On the 11th March 1940 Ship 16 (Atlantis) sailed and on the 7th April of that year Ship 36 (Orion) slipped her ropes and springs and sailed from Germany. They laid low and only revealed themselves in late April and early May in the North and South Atlantic, when they both captured prizes. In May and June, Ship 21 (Widder), Ship 33 (Pinguin), and Ship 10 (Thor) sailed from Germany on raiding cruises. Between them, these five ships claimed nearly 300,000 tons of shipping between June and September, and more importantly, caused the Royal Navy considerable strain as it took extensive countermeasures in every ocean.
On the 3 September 1940 the Eurofeld sailed from Santa Cruz de Tenerife where she had been hiding. On the 16 September she refuelled at sea Ship 21 (Widder).
Admiral Scheer’s refit, and post-refit working up period, lasted until September, when the ship was declared ready for service. She sailed to Norway, ready to start a raiding cruise, but whilst still in Norwegian waters her engines developed a minor problem, and the ship returned for repairs. Under the command of Kapitan Theodor Kranke, she finally departed Gotenhafen on the 23 October 1940, to wage commerce war against the British Empire.

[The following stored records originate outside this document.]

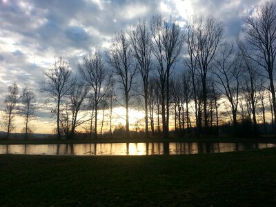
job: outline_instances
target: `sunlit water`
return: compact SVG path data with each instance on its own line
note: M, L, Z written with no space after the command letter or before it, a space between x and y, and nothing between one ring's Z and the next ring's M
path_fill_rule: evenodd
M0 145L0 154L46 155L152 155L217 153L276 147L275 144L112 143Z

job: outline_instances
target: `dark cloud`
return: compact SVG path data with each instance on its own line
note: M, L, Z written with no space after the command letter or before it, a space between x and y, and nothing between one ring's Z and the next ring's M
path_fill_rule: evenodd
M0 99L16 81L38 92L42 72L62 56L77 71L81 56L139 18L163 14L182 19L185 8L175 1L189 1L197 15L213 15L224 21L226 35L237 35L242 17L260 3L258 0L26 0L0 1ZM262 2L263 0L261 1ZM166 5L168 11L161 10ZM181 12L183 12L181 13ZM177 66L178 67L178 66ZM180 66L179 66L180 67Z

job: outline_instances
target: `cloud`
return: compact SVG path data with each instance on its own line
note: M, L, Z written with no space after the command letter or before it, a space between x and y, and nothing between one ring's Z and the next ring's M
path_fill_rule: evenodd
M38 92L42 72L63 57L77 71L81 55L103 50L116 32L139 18L161 14L185 19L213 15L226 24L227 38L237 35L242 17L264 0L26 0L0 1L0 99L17 82ZM76 72L77 73L77 72ZM1 105L1 104L0 104ZM43 114L44 115L44 114Z

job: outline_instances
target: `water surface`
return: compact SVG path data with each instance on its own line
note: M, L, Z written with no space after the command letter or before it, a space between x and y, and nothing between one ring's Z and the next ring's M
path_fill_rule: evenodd
M275 144L110 143L0 145L0 154L46 155L152 155L217 153L276 147Z

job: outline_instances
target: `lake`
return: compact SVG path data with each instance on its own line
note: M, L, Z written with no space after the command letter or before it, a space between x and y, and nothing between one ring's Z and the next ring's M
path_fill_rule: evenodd
M218 153L276 147L276 144L154 142L0 145L0 154L43 155L153 155Z

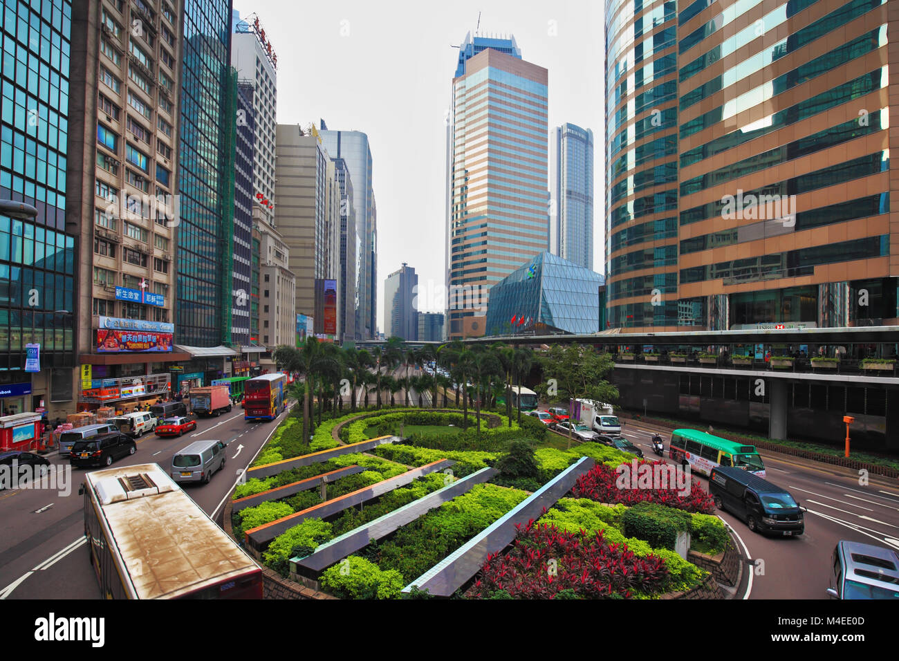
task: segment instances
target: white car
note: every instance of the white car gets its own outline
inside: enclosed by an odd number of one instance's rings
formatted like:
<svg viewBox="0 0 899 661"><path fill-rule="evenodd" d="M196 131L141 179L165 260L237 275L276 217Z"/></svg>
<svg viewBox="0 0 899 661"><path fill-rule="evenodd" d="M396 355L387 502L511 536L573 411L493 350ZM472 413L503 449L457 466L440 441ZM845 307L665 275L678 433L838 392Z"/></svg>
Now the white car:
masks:
<svg viewBox="0 0 899 661"><path fill-rule="evenodd" d="M578 424L575 423L574 427L572 427L570 423L559 423L556 425L556 431L566 436L568 435L569 429L572 431L572 435L577 436L582 441L595 441L600 437L596 432L592 431L586 424Z"/></svg>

Like before, there were a number of supply ships in the Atlantic to re-supply Admiral Scheer, though thanks to the efforts of the Royal Navy not as many as previously. Scheer hugged the Norwegian coast and then cut across the Arctic, slipping through the Denmark Straits on October 31 without being detected by the British.
After attacking convoy HX. 87 and sinking six ships (including the Armed Merchant Cruiser HMS Jervis Bay), and damaging three, the Admiral Scheer headed South to her chosen hunting grounds along the shipping lanes between the Azores and West Indies, on the 12 November 1940, the Eurofeld rendezvoused with the Admiral Scheer and the German Naval Oiler Nordmark to refuel the naval vessels and undertake some repairs.

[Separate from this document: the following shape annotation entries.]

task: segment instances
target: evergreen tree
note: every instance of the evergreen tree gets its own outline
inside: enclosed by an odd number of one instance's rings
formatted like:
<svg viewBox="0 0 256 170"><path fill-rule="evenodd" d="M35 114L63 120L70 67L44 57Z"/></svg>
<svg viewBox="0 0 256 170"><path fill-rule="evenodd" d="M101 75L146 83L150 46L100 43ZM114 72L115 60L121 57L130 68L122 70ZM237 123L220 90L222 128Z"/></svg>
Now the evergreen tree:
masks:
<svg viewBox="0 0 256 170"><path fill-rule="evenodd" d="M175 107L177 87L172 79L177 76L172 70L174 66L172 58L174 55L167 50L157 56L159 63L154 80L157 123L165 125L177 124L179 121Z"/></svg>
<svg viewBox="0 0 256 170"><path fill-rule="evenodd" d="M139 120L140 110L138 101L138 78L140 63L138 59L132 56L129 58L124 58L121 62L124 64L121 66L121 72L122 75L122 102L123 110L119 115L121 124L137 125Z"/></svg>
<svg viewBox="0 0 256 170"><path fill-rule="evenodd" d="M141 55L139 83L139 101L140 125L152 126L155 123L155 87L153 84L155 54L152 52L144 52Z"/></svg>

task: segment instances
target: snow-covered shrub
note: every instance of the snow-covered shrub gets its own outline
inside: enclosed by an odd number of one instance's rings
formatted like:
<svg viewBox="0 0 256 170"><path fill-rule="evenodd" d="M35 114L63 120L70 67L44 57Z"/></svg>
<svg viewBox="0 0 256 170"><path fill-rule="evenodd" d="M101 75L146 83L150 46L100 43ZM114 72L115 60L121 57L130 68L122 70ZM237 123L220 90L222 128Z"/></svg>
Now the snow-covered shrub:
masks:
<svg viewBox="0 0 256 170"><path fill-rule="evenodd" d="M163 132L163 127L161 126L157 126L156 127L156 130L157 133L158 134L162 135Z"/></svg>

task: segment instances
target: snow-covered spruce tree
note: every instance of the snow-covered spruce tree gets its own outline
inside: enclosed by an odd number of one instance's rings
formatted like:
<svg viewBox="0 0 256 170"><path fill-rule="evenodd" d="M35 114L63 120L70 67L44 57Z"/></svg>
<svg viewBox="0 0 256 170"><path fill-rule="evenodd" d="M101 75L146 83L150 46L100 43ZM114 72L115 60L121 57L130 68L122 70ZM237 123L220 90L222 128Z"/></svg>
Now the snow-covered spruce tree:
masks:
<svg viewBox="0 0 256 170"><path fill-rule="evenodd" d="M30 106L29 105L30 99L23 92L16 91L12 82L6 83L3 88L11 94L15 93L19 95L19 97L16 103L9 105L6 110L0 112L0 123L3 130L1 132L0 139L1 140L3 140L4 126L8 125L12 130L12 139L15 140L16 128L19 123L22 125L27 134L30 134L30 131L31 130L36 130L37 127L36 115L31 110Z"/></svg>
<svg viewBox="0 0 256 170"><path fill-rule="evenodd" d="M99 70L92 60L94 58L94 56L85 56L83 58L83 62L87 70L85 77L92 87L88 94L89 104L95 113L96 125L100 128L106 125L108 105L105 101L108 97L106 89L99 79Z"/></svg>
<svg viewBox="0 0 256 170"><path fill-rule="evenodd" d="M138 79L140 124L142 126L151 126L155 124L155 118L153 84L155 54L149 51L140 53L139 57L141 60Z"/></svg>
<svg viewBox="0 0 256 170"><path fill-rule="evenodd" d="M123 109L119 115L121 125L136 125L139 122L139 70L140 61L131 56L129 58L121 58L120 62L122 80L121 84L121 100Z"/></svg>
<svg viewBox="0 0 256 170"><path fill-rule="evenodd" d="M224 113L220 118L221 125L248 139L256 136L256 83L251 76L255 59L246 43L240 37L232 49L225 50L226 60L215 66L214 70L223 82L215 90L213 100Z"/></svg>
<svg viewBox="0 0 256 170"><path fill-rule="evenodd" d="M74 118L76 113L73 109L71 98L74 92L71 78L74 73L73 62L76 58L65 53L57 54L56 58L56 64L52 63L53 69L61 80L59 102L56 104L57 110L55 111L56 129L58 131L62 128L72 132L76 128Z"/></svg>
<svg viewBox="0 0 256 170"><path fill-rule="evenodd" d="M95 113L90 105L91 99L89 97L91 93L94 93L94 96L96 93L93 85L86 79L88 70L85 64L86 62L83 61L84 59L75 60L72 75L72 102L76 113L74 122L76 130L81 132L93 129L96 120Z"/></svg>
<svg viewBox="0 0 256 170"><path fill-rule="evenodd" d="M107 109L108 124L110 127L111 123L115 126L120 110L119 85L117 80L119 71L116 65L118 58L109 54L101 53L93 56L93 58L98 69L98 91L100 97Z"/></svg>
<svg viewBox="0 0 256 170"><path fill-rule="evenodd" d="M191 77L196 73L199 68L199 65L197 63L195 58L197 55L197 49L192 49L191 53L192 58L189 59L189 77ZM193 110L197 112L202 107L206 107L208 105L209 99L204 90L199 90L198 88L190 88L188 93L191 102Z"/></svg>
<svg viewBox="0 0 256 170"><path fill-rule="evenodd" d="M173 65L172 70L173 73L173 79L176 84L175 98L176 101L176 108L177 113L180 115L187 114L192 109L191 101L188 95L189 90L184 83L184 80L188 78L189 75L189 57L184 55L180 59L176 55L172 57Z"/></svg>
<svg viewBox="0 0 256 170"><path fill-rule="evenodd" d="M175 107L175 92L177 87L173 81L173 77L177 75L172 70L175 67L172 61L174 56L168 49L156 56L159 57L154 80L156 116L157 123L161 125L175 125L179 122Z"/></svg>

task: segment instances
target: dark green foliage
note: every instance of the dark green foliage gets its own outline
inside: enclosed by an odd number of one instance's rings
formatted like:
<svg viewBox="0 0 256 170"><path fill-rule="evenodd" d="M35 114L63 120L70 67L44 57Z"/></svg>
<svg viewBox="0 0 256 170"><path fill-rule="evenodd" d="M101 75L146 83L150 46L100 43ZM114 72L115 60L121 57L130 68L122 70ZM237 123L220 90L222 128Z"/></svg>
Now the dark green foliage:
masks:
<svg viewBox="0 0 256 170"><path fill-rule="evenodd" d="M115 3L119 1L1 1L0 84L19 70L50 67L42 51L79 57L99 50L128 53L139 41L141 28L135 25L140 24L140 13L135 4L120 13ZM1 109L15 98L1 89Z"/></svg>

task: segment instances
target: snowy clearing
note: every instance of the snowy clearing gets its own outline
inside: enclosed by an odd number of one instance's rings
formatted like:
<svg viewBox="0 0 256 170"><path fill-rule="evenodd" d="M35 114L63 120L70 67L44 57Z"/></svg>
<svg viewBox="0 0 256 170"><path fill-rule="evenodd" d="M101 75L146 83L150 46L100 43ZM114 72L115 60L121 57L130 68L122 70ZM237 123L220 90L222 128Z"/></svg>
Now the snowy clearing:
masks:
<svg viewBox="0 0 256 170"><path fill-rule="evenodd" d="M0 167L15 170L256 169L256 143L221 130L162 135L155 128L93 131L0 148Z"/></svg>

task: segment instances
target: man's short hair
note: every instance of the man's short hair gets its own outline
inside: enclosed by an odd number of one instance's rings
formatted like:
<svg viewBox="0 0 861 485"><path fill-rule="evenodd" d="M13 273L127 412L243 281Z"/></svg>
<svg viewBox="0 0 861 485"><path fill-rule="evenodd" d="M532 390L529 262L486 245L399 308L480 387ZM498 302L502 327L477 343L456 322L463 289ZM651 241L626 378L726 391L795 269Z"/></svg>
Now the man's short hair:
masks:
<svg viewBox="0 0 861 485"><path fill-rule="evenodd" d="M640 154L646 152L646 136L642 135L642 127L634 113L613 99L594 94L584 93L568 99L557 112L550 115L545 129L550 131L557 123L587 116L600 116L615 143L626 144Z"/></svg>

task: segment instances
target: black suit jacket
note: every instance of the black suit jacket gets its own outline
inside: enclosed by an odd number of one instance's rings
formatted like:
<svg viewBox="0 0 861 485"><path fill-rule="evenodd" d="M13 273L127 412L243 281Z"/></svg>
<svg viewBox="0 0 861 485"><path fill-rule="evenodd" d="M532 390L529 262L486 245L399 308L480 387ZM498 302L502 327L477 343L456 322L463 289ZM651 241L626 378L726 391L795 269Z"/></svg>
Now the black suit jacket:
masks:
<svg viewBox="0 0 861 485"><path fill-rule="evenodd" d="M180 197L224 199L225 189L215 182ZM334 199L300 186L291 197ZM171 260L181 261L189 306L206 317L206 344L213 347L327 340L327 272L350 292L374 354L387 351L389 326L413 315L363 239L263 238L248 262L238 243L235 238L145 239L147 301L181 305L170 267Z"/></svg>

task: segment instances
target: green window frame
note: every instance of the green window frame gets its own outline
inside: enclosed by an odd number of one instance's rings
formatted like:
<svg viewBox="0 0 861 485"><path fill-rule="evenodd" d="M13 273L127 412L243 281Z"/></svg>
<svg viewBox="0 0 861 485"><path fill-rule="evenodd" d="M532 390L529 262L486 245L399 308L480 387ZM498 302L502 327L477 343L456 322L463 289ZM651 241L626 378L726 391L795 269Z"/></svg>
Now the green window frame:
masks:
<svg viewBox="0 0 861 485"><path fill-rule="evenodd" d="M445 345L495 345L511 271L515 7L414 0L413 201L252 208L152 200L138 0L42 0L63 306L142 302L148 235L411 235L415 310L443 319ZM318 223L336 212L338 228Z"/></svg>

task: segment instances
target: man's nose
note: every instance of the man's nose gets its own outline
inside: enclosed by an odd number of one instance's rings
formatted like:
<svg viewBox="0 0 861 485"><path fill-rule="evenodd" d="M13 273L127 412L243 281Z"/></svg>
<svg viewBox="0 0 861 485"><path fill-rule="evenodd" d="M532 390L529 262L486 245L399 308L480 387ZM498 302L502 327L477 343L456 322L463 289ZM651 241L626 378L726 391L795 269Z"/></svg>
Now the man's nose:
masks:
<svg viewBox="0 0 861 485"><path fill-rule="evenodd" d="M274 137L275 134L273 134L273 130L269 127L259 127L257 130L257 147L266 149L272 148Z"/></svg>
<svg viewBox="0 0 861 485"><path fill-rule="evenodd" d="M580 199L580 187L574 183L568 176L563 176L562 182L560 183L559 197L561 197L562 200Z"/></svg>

Further sinking’s followed and on the 26 December 1940 the Scheer met up with the Eurofeld again at a rendezvous point codenamed ‘Andalusien’ located at 15 S 18 W, together with Ship 33 (Pinguin), and Ship 10 (Thor) and all three ships were refuelled by the tanker.
Eurofeld was by this time running short of fuel, so on the 10 January 1941 she was replenished by the Nordmark. At roughly the same time she started to be used as a prison ship with the crews of the ships sunk by the raiders, who sent the prisoners over to her for accommodation and transportation back to Germany.
By February 1941 the Eurofeld was ordered home and set sail for St Nazaire, France where she arrived, without being detected by Allied Forces on the 2 March.
The ship was scuttled off St Nazaire on the 11 September 1944, by German troops to avoid capture by Allied Forces. She was raised in 1950 and sold for breaking up.
Footnote: whilst in RFA Service this ship was known as Oiler Transport No 154, and her home port was Devonport, even though she was under commercial management, which enabled her to trade across the Atlantic under the Red Ensign, getting around the American Neutrality Act.
The call sign for this ship, whilst in Admiralty Service was JNVT, her call sign whilst a member of the Kriegsmarine was DKAF.